Abstract
Introduction
Restoration of spinal balance is a widely accepted principle of spinal surgery planning. There is a huge amount of data supporting the correlation of clinical outcome and the restoration of theoretical physiological curves of the spine. Flat or hypolordotic fixations are rarely seen today, but there is someone who claims that spinal balance principles are too often pushed to extremes and, surprisingly, there is still some resistance to accept the routinary application of these concepts in the “simple” degenerative surgery, claiming that in short fixations for degenerative lumbar spinal disease it is not mandatory to be strict in the restoration of correct, theoretical spinal parameters to achieve satisfactory clinical results. In this study we present a homogeneous population of patients, operated by a single surgeon in a 3 years time, 7 to 10 years ago, with homogeneous degenerative pathology and similar constructs (2 to 4-level fixations). The peculiarity of this study is that all the patients have been operated regardless to spinal parameters restoration, because at the time of surgery the presurgical planning of spinal curves was not being sistematically adopted.

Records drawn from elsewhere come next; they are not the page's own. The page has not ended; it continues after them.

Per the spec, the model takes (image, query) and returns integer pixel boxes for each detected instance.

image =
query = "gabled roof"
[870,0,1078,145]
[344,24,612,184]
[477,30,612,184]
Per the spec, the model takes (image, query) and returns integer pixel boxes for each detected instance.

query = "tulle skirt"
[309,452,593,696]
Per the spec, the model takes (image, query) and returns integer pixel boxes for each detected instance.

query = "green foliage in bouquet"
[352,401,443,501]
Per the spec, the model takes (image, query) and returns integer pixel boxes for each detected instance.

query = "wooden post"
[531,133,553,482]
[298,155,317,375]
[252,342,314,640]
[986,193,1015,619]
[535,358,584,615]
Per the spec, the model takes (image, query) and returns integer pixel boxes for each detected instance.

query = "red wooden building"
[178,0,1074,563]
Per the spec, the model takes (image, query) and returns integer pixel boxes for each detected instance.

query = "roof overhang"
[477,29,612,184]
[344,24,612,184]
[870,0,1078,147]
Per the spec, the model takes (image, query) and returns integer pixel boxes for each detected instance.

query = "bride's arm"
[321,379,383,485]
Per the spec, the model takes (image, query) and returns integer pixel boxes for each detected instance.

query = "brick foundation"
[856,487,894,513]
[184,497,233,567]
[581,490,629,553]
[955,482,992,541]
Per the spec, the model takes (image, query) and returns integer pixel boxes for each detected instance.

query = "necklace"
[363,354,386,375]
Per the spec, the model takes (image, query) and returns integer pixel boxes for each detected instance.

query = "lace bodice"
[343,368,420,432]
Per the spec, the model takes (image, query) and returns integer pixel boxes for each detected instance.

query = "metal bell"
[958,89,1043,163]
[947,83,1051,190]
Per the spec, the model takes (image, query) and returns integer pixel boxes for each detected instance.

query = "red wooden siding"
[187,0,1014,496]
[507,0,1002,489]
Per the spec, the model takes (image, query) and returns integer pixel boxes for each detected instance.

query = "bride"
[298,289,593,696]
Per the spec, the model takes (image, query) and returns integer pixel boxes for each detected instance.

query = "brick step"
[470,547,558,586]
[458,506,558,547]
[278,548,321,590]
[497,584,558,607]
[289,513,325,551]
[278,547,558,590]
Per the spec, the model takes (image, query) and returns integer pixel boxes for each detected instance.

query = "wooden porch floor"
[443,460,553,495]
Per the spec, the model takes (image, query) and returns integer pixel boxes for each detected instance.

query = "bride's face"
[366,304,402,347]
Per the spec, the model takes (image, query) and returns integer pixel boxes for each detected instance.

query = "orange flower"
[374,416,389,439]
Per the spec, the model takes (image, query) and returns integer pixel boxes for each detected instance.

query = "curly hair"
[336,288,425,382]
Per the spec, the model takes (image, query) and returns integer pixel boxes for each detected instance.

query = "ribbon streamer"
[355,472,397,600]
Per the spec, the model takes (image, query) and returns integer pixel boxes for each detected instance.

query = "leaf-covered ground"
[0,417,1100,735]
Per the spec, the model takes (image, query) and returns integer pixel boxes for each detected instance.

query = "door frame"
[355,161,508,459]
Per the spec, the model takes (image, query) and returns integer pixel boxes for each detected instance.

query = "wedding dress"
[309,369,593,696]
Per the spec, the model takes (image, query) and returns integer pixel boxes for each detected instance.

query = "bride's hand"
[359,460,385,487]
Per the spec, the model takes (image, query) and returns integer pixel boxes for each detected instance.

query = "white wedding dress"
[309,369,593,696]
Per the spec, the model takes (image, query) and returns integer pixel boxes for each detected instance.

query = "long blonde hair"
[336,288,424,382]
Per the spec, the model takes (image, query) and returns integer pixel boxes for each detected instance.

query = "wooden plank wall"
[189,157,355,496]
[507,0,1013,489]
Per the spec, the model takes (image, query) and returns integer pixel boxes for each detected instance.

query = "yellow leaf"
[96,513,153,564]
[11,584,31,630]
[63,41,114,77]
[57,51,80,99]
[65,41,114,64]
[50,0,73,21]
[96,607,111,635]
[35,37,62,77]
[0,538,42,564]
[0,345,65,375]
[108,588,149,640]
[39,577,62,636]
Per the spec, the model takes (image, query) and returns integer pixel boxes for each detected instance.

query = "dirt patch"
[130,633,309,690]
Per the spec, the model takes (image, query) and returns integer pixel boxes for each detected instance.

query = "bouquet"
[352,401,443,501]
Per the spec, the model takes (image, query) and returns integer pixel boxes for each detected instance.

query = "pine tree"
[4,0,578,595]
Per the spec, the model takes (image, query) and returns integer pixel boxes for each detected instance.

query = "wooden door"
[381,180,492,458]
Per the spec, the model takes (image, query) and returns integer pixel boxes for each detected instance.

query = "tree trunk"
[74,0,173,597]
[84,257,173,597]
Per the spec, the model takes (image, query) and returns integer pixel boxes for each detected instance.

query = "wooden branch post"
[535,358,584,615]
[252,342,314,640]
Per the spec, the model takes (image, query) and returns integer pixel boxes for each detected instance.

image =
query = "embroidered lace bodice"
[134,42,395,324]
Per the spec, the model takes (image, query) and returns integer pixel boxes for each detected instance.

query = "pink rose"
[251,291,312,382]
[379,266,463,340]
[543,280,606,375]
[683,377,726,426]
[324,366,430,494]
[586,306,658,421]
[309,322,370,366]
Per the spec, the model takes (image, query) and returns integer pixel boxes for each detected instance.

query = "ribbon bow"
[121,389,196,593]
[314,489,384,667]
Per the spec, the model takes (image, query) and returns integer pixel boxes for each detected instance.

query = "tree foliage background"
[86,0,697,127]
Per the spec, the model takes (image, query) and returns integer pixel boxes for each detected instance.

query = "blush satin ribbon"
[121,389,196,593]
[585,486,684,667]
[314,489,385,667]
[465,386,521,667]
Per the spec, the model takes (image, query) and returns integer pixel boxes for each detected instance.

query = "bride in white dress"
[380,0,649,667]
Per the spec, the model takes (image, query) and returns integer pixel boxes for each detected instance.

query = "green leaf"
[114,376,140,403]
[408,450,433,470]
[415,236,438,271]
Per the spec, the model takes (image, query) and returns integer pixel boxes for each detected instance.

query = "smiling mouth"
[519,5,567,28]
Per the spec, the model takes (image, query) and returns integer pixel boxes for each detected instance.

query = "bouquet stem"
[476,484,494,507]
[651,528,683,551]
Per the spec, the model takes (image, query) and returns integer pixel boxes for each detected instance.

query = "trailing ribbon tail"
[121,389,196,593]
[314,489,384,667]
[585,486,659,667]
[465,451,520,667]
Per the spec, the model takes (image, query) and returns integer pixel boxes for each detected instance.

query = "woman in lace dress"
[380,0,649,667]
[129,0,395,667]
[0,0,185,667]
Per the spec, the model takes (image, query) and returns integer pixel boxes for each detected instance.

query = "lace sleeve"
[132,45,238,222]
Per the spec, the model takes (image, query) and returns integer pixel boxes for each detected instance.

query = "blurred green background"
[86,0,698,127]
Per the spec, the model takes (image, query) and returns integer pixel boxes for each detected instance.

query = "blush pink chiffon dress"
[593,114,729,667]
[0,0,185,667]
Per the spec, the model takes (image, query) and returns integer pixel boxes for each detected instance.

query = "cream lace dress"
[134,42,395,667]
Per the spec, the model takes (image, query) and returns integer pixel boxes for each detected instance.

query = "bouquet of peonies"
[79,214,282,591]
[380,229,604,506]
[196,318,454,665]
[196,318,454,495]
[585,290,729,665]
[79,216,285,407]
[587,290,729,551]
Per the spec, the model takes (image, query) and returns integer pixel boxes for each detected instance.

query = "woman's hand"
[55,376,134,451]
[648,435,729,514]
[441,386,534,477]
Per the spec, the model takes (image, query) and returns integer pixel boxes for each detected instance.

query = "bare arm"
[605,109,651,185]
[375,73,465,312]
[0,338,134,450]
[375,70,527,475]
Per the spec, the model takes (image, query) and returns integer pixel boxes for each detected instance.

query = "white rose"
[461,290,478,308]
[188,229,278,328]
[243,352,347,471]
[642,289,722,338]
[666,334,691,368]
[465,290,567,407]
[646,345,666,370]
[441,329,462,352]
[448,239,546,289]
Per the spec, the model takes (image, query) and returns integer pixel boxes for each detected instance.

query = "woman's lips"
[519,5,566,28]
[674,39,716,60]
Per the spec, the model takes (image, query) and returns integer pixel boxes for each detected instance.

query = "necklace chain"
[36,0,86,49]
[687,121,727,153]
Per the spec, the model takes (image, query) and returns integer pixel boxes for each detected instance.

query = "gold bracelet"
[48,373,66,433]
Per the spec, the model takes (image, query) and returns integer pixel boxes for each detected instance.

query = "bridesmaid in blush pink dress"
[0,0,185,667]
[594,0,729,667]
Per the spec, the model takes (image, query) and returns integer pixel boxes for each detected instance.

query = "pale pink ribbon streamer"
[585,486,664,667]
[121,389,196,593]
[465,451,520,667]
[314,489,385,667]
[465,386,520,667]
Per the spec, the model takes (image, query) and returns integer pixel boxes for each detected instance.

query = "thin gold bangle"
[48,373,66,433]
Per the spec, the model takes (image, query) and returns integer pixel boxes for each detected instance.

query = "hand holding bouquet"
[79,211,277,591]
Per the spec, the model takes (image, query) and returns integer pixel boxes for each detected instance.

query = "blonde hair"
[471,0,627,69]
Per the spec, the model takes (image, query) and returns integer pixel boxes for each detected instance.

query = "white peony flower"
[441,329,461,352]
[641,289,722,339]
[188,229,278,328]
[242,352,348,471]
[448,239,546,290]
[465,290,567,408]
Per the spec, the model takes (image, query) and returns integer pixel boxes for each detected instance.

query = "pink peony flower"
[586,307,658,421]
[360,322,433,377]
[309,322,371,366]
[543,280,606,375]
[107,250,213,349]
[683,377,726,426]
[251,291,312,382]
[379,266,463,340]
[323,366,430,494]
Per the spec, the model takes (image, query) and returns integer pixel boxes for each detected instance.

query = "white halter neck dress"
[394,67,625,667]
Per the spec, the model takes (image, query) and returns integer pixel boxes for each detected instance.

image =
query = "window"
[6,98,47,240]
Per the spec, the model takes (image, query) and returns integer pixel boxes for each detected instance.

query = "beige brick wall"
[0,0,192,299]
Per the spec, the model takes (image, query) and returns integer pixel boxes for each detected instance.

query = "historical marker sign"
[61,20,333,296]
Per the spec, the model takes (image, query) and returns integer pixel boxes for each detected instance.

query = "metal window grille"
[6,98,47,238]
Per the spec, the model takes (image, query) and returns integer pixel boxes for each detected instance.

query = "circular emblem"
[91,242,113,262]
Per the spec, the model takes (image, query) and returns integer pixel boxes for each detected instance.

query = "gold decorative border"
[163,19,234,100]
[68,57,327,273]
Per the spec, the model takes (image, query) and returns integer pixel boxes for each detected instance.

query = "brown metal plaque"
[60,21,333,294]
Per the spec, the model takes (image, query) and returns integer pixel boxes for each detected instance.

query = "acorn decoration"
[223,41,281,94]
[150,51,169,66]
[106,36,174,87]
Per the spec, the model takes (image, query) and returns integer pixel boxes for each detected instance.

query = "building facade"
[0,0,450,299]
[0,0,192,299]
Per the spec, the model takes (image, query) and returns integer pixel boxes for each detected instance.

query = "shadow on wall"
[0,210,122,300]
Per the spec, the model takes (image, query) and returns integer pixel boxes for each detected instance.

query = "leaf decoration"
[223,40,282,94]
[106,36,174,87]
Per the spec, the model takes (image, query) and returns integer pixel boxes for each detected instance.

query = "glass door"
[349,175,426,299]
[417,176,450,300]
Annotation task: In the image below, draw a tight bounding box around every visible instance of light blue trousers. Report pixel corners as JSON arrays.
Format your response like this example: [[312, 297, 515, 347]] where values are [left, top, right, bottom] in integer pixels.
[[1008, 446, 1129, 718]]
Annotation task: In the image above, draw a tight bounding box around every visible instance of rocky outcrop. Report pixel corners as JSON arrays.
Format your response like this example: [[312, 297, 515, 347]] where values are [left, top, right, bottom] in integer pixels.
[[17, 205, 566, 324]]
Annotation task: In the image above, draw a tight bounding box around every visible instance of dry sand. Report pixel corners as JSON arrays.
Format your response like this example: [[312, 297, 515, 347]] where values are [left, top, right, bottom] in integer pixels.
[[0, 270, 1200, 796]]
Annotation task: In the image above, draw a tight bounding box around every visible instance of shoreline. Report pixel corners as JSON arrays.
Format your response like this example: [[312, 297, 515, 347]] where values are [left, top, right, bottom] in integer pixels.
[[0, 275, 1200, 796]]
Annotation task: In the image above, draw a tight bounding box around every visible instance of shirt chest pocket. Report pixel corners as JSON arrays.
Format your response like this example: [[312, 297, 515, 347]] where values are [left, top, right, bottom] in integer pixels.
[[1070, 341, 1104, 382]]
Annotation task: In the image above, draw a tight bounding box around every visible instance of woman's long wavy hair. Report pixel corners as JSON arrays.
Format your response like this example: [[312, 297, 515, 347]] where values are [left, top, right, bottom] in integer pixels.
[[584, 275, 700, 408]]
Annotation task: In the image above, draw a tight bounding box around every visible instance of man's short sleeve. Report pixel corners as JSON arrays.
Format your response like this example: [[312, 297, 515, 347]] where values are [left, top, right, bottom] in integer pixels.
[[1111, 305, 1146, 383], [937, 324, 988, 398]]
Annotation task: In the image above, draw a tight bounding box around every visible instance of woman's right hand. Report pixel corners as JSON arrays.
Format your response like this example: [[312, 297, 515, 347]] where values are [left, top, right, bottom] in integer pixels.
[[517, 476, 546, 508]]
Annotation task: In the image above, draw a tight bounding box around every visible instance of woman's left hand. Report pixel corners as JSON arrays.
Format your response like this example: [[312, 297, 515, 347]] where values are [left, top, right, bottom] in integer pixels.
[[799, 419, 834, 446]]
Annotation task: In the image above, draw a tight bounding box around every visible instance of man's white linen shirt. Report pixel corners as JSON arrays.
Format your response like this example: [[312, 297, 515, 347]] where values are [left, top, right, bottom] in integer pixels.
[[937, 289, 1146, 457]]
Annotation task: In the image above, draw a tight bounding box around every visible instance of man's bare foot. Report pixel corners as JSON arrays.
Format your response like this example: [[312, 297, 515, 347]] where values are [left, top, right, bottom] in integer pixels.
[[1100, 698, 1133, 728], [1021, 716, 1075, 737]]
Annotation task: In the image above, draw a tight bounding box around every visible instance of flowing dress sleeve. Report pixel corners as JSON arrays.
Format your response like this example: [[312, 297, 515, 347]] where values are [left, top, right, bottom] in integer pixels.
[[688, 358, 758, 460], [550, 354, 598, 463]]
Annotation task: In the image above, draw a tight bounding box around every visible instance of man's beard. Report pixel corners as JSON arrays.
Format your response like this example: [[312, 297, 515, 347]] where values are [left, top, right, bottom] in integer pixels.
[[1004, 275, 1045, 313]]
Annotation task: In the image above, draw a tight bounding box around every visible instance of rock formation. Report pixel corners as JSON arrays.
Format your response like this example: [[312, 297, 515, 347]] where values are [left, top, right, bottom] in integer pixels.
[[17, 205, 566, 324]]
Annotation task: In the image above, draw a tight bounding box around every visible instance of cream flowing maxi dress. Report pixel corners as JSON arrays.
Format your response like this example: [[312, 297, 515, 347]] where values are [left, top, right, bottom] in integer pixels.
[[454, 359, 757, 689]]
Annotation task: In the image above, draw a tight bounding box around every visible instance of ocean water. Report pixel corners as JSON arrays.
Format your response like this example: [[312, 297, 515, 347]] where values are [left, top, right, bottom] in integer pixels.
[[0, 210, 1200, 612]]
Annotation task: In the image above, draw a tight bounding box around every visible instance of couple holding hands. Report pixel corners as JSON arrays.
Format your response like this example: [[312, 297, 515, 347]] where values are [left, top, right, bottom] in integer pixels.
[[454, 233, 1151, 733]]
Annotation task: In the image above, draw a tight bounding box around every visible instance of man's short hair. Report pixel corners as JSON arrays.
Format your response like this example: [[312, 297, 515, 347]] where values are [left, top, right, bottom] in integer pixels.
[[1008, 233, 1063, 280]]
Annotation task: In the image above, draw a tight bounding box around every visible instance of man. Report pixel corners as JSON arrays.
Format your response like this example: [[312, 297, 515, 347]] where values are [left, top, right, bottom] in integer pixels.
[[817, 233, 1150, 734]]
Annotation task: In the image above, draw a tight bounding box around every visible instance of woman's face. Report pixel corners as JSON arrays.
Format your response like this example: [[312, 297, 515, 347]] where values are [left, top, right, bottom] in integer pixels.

The population is therefore a kind of spontaneous randomization, with patients with a good restoration of spinal theoretical curves and patient who didn't get any correction of sagittal curves.
Material and Methods
36 patients with homogeneous diagnosis of degenerative spinal disease, operated by a single surgeon with a 2 to 4-level fixation until 2010 has been selected. ODI and Prolo scales has been used for direct clinical evaluation. The mean last follow-up was 4 years 4 months, with a minimum of 3 years. Radiological assessment has been performed by lumbar standing XRays AP and LL pre and postop, and PI-LL mismatch and the difference between theoretical lordosis and effective postoperative lordosis have been calculated. Statistical evaluation used Spearman correlation test between PI-LL mismatch and clinical scales values.
Results
Statistical correlation exists between clinical scale values and PI-LL mismatch. As a qualitative result, we observed that the higher is the difference between theoretical lordosis and effective postsurgical lordosis, the higher is the incidence of construct failure.
Conclusion
According to the results of this study, respect of the spinal balance principles seems to be helpful to achieve good clinical results in a medium follow-up for lumbar degenerative patients. These results come from a dataset that is not culturally influenced by spinal balance principles, coming from the past. Additionally, the single-surgeon, single-observer and single-center experience is somehow minimizing the confounding factors that usually affects this kind of studies.